L’esprit d’entreprise

Au moment où la classe politique se déchire sur un projet de loi visant à réformer le code du travail, il semble que les Français, en particulier les jeunes, se projettent déjà dans un monde post-salariat où l’esprit d’entreprise est plébiscité pour essayer de redonner du sens à sa vie professionnelle.
 
Quand on voit les blocages fréquents dans ce pays, on peut se poser une question simple : existe-t-il un esprit d’entreprendre en France ? Selon un sondage Opinion Way pour la plateforme de création de sites Internet Weebly, 64% des Français le pensent même s’ils ne sont que 32% à estimer que c’est le bon moment pour créer une entreprise. Pour l’Allemagne les chiffres sont respectivement de 73% et 47%.
 
Cette étude montre que globalement 36% des Français sont attirés par le statut de salarié dans une PME et 30% par celui de salarié dans une grande entreprise, il faut noter que 18% souhaitent travailler en indépendant et 11% veulent créer son entreprise ou en diriger une.
 
Les jeunes de 18-24 ans sont moins attirés par le salariat quelle que soit la taille de l’entreprise (58% contre 66% pour l’ensemble de la population) et ne rêvent pas non plus travailler en indépendant (15%).

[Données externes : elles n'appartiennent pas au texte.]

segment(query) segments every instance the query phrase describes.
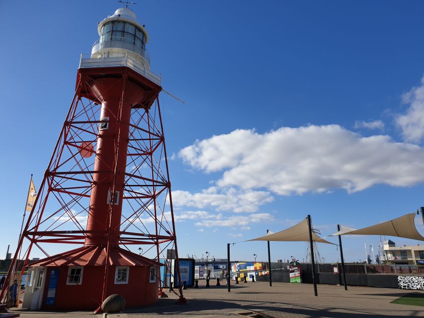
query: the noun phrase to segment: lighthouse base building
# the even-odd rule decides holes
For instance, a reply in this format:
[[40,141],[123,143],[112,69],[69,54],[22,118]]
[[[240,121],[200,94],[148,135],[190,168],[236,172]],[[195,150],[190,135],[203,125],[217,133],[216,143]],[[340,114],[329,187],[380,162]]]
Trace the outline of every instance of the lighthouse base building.
[[[37,261],[28,273],[22,308],[93,310],[101,305],[106,248],[83,247]],[[120,247],[111,248],[107,296],[118,294],[127,307],[158,301],[162,264]]]

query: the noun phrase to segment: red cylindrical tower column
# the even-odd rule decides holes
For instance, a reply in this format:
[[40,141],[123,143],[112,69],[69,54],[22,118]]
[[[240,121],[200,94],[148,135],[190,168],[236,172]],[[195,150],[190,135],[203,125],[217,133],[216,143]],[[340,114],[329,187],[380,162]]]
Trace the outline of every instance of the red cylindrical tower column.
[[146,93],[126,77],[96,80],[91,83],[90,89],[101,103],[100,120],[106,122],[99,125],[87,221],[87,231],[96,233],[87,234],[85,245],[105,245],[109,231],[111,242],[117,244],[131,107],[142,101]]

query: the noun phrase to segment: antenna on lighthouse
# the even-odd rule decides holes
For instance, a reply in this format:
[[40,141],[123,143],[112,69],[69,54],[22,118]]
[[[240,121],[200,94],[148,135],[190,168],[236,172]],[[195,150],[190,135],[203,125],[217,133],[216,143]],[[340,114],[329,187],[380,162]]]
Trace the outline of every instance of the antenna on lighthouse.
[[118,1],[120,3],[125,3],[125,8],[128,8],[128,4],[137,4],[137,3],[135,2],[129,2],[128,1],[122,1],[122,0],[119,0]]

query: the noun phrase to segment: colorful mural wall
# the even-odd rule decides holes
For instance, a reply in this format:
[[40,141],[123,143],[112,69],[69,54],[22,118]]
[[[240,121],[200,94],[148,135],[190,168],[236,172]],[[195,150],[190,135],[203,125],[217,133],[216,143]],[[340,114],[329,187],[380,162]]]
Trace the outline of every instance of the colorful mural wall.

Mais 25% d’entre eux veulent leur propre entreprise, comme créateur ou dirigeant.
 
Ces jeunes sont prêts à gagner moins d’argent pour réaliser cet objectif : 64% chez les 18-24 ans et 58% chez le 25-34 ans. A noter que si 14% des 18-24 ans en Allemagne souhaitent travailler en indépendant, seulement 11% sont intéressés par la création ou la direction d’entreprise.
 
Cette différence est sans doute liée à la façon dont les Français et les Allemands ressentent leur vie en entreprise. Globalement, on constate que les Français (56%) sont prêts à gagner moins d’argent en échange d’une activité professionnelle plus épanouissante contre 49% des Allemands. A l’inverse, 70% des Allemands ont déjà eu envie de réaliser un projet professionnel personnel contre 60% des Français.
 
Ce sondage confirme de précédentes enquêtes indiquant que les jeunes ont une vision plutôt négative du salariat en entreprise et qu’ils sont tentés par l’entreprenariat et qu’ils ont intégré les difficultés et même la possibilité d’un échec qu’ils relativisent contraire aux générations précédentes.
 
Si le monde politique est encore focalisé sur les vieux schémas – à gauche, on a une méfiance viscérale vis à vis de l’entreprise qu’on associe à l’argent, à droite on la défend tout en disant qu’elle ne peut pas se développer en France – les Français sont passés dans une nouvelle ère en mettant l’accent sur leur satisfaction personnelle, l’équilibre familial, leurs convictions. 
 
De ce point de vue, la création de leur entreprise est vue comme la solution naturelle. Serait-ce un retour aux sources ? Il faut rappeler que le mot « entrepreneur », si utilisé dans le monde anglo-saxon est Français, et que la France a vécu un foisonnement industriel à la fin du XIXème et au début du XXème siècle. Depuis, l’esprit d’entreprise semblait avoir déserté le pays.
 
La révolution Internet, à partir du milieu des années 1990, a favorisé l’éclosion de « start-uppeurs » mais c’est resté cantonné au secteur technologique. La France est une économie diversifiée et aider les jeunes à créer leur entreprise serait un pari gagnant pour la croissance économique et pour les créations d’emplois.